Au fond, si Jésus nous demande de lui donner la priorité, c’est parce qu’il s’offre à nous pour que nous aimions les autres. Aller à la source de l’amour, d’abord, pour désaltérer la soif d’amour des autres ensuite. L’aimer plus lui, pour aimer mieux tout le monde. C’était ma première réflexion.
La deuxième, maintenant. Je disais que Jésus demande aujourd’hui qu’il n’y ait personne au-dessus de lui, dans notre amour. Et en même temps, il ne laisse personne au-dessous de lui quand il s’agit de servir. Vous connaissez bien ce passage de l’évangile de Matthieu, où Jésus s’identifie aux plus pauvres et aux plus misérables dans la société : ce que vous faites à l’un d’eux, c’est à moi que vous le faites. On entend encore cela dans l’évangile de ce jour, quand il s’agit de donner à boire, même un simple verre d’eau fraîche, à l’un de ces petits, ou encore quand il s’agit de prendre sa croix, c’est-à-dire de choisir la condition d’esclave, de serviteur. Avec le Christ, se mettre à genoux devant les hommes pour les servir, le service étant la plus grande façon d’aimer. Il ne laisse personne en-dessous de lui, et nous invite à faire de même avec lui.

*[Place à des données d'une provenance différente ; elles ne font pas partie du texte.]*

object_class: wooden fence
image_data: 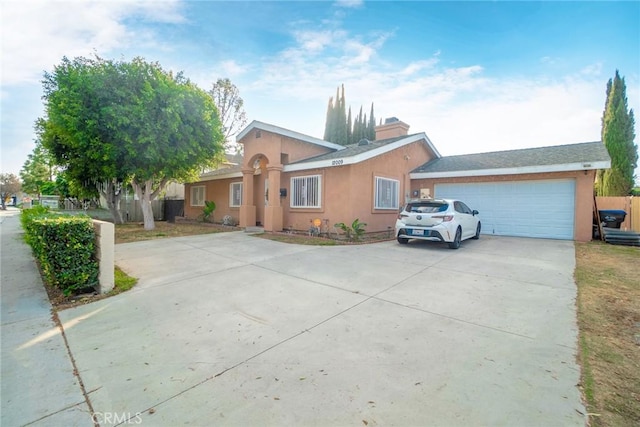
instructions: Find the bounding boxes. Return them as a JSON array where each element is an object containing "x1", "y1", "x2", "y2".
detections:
[{"x1": 596, "y1": 196, "x2": 640, "y2": 233}]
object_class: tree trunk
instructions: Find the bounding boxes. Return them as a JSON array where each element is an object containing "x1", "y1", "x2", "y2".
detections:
[
  {"x1": 140, "y1": 191, "x2": 156, "y2": 230},
  {"x1": 131, "y1": 179, "x2": 156, "y2": 230},
  {"x1": 99, "y1": 181, "x2": 124, "y2": 224}
]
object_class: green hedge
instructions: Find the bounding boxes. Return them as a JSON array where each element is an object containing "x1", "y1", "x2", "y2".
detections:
[{"x1": 21, "y1": 207, "x2": 99, "y2": 295}]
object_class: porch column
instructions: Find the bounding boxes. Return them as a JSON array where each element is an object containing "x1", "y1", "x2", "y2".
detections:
[
  {"x1": 264, "y1": 165, "x2": 283, "y2": 231},
  {"x1": 240, "y1": 168, "x2": 256, "y2": 228}
]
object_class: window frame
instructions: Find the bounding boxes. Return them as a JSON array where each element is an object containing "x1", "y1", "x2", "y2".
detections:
[
  {"x1": 373, "y1": 176, "x2": 400, "y2": 211},
  {"x1": 189, "y1": 185, "x2": 207, "y2": 206},
  {"x1": 229, "y1": 181, "x2": 244, "y2": 208},
  {"x1": 289, "y1": 174, "x2": 322, "y2": 209}
]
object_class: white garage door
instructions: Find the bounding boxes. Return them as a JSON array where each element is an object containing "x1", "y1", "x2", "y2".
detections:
[{"x1": 434, "y1": 179, "x2": 575, "y2": 240}]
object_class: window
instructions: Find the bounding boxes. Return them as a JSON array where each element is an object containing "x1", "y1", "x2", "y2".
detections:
[
  {"x1": 191, "y1": 185, "x2": 205, "y2": 206},
  {"x1": 374, "y1": 177, "x2": 400, "y2": 210},
  {"x1": 229, "y1": 182, "x2": 242, "y2": 208},
  {"x1": 291, "y1": 175, "x2": 322, "y2": 208}
]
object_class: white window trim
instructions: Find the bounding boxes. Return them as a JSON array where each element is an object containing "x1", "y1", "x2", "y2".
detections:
[
  {"x1": 229, "y1": 182, "x2": 244, "y2": 208},
  {"x1": 289, "y1": 175, "x2": 322, "y2": 209},
  {"x1": 373, "y1": 176, "x2": 400, "y2": 211},
  {"x1": 189, "y1": 185, "x2": 207, "y2": 206}
]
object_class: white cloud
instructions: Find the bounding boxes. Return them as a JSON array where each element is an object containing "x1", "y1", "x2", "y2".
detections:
[
  {"x1": 1, "y1": 0, "x2": 183, "y2": 86},
  {"x1": 242, "y1": 21, "x2": 639, "y2": 160},
  {"x1": 335, "y1": 0, "x2": 364, "y2": 9}
]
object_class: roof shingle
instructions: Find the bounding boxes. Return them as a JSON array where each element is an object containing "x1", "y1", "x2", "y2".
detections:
[{"x1": 411, "y1": 141, "x2": 610, "y2": 173}]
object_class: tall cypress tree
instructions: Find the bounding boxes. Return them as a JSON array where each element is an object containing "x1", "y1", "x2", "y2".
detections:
[
  {"x1": 598, "y1": 70, "x2": 638, "y2": 196},
  {"x1": 334, "y1": 85, "x2": 349, "y2": 145},
  {"x1": 367, "y1": 102, "x2": 376, "y2": 141},
  {"x1": 347, "y1": 106, "x2": 353, "y2": 145},
  {"x1": 322, "y1": 97, "x2": 333, "y2": 141},
  {"x1": 324, "y1": 84, "x2": 376, "y2": 145}
]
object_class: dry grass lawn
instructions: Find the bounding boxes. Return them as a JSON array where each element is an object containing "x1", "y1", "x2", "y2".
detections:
[
  {"x1": 115, "y1": 221, "x2": 238, "y2": 244},
  {"x1": 575, "y1": 242, "x2": 640, "y2": 427}
]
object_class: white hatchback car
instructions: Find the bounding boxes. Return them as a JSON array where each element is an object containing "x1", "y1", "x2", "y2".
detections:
[{"x1": 396, "y1": 199, "x2": 481, "y2": 249}]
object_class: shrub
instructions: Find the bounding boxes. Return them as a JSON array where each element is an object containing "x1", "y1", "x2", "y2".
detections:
[
  {"x1": 335, "y1": 218, "x2": 367, "y2": 242},
  {"x1": 202, "y1": 200, "x2": 216, "y2": 222},
  {"x1": 21, "y1": 207, "x2": 99, "y2": 295}
]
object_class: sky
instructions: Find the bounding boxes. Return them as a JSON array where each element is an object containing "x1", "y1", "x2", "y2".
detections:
[{"x1": 0, "y1": 0, "x2": 640, "y2": 175}]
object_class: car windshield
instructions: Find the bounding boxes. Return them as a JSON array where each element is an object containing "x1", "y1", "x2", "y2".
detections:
[{"x1": 407, "y1": 202, "x2": 449, "y2": 213}]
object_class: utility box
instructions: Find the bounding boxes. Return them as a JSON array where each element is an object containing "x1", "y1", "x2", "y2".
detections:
[{"x1": 598, "y1": 209, "x2": 627, "y2": 228}]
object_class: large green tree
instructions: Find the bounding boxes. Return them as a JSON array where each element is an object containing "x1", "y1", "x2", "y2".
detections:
[
  {"x1": 597, "y1": 70, "x2": 638, "y2": 196},
  {"x1": 38, "y1": 57, "x2": 224, "y2": 230}
]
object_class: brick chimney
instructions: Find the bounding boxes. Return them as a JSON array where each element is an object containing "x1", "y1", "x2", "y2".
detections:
[{"x1": 375, "y1": 117, "x2": 409, "y2": 141}]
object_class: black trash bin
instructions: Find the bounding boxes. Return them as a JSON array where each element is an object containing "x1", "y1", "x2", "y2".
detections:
[
  {"x1": 164, "y1": 200, "x2": 184, "y2": 223},
  {"x1": 598, "y1": 209, "x2": 627, "y2": 228}
]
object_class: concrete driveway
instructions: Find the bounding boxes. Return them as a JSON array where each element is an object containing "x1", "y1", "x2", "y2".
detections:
[{"x1": 60, "y1": 232, "x2": 585, "y2": 426}]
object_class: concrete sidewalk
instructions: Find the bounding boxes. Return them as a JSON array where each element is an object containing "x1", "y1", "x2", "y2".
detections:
[{"x1": 0, "y1": 208, "x2": 93, "y2": 427}]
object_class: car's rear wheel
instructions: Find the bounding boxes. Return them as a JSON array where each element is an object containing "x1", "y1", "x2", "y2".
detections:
[
  {"x1": 472, "y1": 223, "x2": 480, "y2": 240},
  {"x1": 449, "y1": 227, "x2": 462, "y2": 249}
]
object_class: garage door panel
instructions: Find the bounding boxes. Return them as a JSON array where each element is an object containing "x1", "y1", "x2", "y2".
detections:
[{"x1": 434, "y1": 180, "x2": 575, "y2": 240}]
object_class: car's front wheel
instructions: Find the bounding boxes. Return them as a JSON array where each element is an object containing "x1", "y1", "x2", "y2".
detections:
[{"x1": 449, "y1": 227, "x2": 462, "y2": 249}]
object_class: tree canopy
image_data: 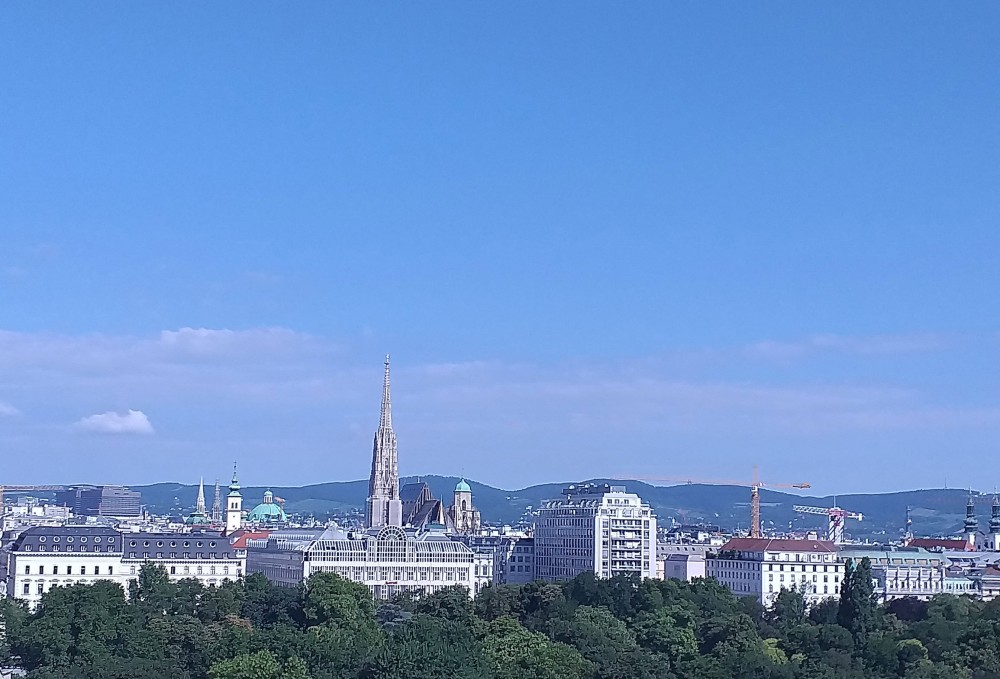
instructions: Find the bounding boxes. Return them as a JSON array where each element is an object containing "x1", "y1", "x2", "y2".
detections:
[{"x1": 0, "y1": 561, "x2": 1000, "y2": 679}]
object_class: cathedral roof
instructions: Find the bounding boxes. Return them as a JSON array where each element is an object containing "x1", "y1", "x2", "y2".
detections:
[{"x1": 247, "y1": 490, "x2": 288, "y2": 525}]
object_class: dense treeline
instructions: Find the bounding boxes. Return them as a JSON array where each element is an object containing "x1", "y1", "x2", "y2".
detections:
[{"x1": 0, "y1": 562, "x2": 1000, "y2": 679}]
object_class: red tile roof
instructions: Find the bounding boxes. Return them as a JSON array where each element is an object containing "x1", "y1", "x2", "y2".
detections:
[
  {"x1": 908, "y1": 538, "x2": 969, "y2": 550},
  {"x1": 722, "y1": 538, "x2": 837, "y2": 552}
]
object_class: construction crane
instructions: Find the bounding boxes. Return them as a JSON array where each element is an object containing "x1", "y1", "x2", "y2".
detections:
[
  {"x1": 792, "y1": 505, "x2": 864, "y2": 545},
  {"x1": 619, "y1": 465, "x2": 812, "y2": 538},
  {"x1": 0, "y1": 486, "x2": 66, "y2": 514}
]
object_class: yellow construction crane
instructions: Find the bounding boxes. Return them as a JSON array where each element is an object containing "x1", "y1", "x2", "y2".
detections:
[{"x1": 619, "y1": 465, "x2": 812, "y2": 538}]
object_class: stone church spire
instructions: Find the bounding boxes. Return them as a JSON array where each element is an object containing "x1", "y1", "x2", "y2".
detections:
[
  {"x1": 365, "y1": 354, "x2": 403, "y2": 528},
  {"x1": 212, "y1": 479, "x2": 222, "y2": 523},
  {"x1": 194, "y1": 477, "x2": 205, "y2": 514}
]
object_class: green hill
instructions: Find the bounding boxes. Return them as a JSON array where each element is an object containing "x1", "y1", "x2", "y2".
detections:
[{"x1": 132, "y1": 475, "x2": 991, "y2": 538}]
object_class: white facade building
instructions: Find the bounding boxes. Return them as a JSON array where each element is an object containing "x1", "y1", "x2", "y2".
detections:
[
  {"x1": 6, "y1": 526, "x2": 246, "y2": 607},
  {"x1": 533, "y1": 484, "x2": 656, "y2": 581},
  {"x1": 247, "y1": 526, "x2": 472, "y2": 599},
  {"x1": 705, "y1": 538, "x2": 844, "y2": 606},
  {"x1": 840, "y1": 547, "x2": 948, "y2": 601}
]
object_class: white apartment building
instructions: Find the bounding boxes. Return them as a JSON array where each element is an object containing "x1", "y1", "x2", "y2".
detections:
[
  {"x1": 533, "y1": 484, "x2": 656, "y2": 581},
  {"x1": 6, "y1": 526, "x2": 246, "y2": 607},
  {"x1": 247, "y1": 526, "x2": 474, "y2": 599},
  {"x1": 840, "y1": 547, "x2": 948, "y2": 601},
  {"x1": 706, "y1": 538, "x2": 845, "y2": 606}
]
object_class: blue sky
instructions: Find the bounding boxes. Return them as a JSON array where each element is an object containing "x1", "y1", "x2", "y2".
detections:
[{"x1": 0, "y1": 2, "x2": 1000, "y2": 492}]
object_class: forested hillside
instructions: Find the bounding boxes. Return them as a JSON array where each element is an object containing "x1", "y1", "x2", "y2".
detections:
[
  {"x1": 127, "y1": 476, "x2": 992, "y2": 541},
  {"x1": 0, "y1": 563, "x2": 1000, "y2": 679}
]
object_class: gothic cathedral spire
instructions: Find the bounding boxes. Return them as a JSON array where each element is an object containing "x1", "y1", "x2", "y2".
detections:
[{"x1": 365, "y1": 354, "x2": 403, "y2": 528}]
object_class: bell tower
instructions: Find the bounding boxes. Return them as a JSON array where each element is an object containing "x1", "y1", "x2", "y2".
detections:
[{"x1": 226, "y1": 462, "x2": 243, "y2": 535}]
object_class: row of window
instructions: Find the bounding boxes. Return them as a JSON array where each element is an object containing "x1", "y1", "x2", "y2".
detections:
[{"x1": 24, "y1": 563, "x2": 115, "y2": 575}]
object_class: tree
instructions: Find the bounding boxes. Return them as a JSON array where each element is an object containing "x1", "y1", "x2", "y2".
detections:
[
  {"x1": 837, "y1": 557, "x2": 878, "y2": 648},
  {"x1": 764, "y1": 588, "x2": 806, "y2": 636},
  {"x1": 302, "y1": 573, "x2": 375, "y2": 630},
  {"x1": 483, "y1": 618, "x2": 594, "y2": 679}
]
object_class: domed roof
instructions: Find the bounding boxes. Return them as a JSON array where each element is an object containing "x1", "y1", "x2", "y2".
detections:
[{"x1": 247, "y1": 491, "x2": 288, "y2": 525}]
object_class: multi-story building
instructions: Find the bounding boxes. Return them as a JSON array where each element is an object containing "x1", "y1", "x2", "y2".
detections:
[
  {"x1": 247, "y1": 526, "x2": 476, "y2": 599},
  {"x1": 56, "y1": 486, "x2": 142, "y2": 519},
  {"x1": 6, "y1": 526, "x2": 246, "y2": 606},
  {"x1": 122, "y1": 533, "x2": 246, "y2": 587},
  {"x1": 534, "y1": 484, "x2": 656, "y2": 581},
  {"x1": 840, "y1": 547, "x2": 951, "y2": 601},
  {"x1": 705, "y1": 538, "x2": 845, "y2": 606},
  {"x1": 656, "y1": 542, "x2": 715, "y2": 582},
  {"x1": 493, "y1": 536, "x2": 535, "y2": 585}
]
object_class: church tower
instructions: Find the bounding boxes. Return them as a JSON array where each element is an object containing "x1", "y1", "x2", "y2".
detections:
[
  {"x1": 212, "y1": 479, "x2": 222, "y2": 525},
  {"x1": 965, "y1": 490, "x2": 979, "y2": 552},
  {"x1": 448, "y1": 479, "x2": 481, "y2": 535},
  {"x1": 194, "y1": 477, "x2": 205, "y2": 516},
  {"x1": 226, "y1": 462, "x2": 243, "y2": 535},
  {"x1": 990, "y1": 495, "x2": 1000, "y2": 552},
  {"x1": 365, "y1": 354, "x2": 403, "y2": 528}
]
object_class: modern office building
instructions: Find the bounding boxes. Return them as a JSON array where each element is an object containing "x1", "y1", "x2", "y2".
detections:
[
  {"x1": 533, "y1": 484, "x2": 656, "y2": 581},
  {"x1": 56, "y1": 486, "x2": 142, "y2": 519},
  {"x1": 705, "y1": 538, "x2": 845, "y2": 606},
  {"x1": 247, "y1": 526, "x2": 472, "y2": 599}
]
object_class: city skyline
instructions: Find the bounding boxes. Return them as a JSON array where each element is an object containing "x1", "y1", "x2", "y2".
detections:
[{"x1": 0, "y1": 2, "x2": 1000, "y2": 494}]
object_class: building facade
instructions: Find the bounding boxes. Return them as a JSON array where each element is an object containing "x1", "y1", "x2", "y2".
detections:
[
  {"x1": 56, "y1": 486, "x2": 142, "y2": 519},
  {"x1": 6, "y1": 526, "x2": 246, "y2": 607},
  {"x1": 840, "y1": 547, "x2": 951, "y2": 602},
  {"x1": 533, "y1": 484, "x2": 656, "y2": 581},
  {"x1": 705, "y1": 538, "x2": 844, "y2": 606},
  {"x1": 247, "y1": 526, "x2": 476, "y2": 599}
]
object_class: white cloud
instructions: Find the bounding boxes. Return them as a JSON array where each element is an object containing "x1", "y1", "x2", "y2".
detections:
[
  {"x1": 745, "y1": 333, "x2": 948, "y2": 360},
  {"x1": 76, "y1": 410, "x2": 154, "y2": 434}
]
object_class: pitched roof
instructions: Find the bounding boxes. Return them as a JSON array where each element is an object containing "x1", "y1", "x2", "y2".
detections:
[
  {"x1": 233, "y1": 530, "x2": 271, "y2": 549},
  {"x1": 909, "y1": 538, "x2": 969, "y2": 550},
  {"x1": 722, "y1": 538, "x2": 837, "y2": 552}
]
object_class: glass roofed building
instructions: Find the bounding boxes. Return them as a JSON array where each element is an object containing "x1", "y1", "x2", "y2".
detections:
[{"x1": 247, "y1": 526, "x2": 477, "y2": 599}]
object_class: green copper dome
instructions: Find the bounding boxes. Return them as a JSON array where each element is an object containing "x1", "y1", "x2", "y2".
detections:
[{"x1": 247, "y1": 491, "x2": 288, "y2": 526}]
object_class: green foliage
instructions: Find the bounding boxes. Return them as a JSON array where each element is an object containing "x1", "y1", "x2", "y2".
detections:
[
  {"x1": 0, "y1": 561, "x2": 1000, "y2": 679},
  {"x1": 837, "y1": 557, "x2": 878, "y2": 647}
]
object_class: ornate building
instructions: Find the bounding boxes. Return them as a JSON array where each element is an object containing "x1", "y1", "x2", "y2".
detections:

C’était ma deuxième réflexion : rejoindre le Christ dans l’amour, c’est le rejoindre dans le service des plus petits.
Finalement, mettre Jésus au plus haut dans l’amour, c’est le suivre au plus bas parmi les hommes. On voit bien que préférer Jésus, c’est préférer avec lui les plus petits, ce que Jean-Paul II appelait l’option préférentielle pour les pauvres, et que le pape Léon XIV rappelle dans son encyclique Magnifique humanité.
Si le Christ nous demande de l’aimer plus que tous, ce n’est donc pas pour capter notre amour, c’est pour nous tourner avec lui vers les autres, et notamment les plus petits, afin que grâce à lui, grâce à son amour qu’il met dans nos cœurs, nous puissions les servir avec lui.
Alors ne craignons pas de demander cette grâce au Seigneur : « Donne-moi de t’aimer plus que tout ».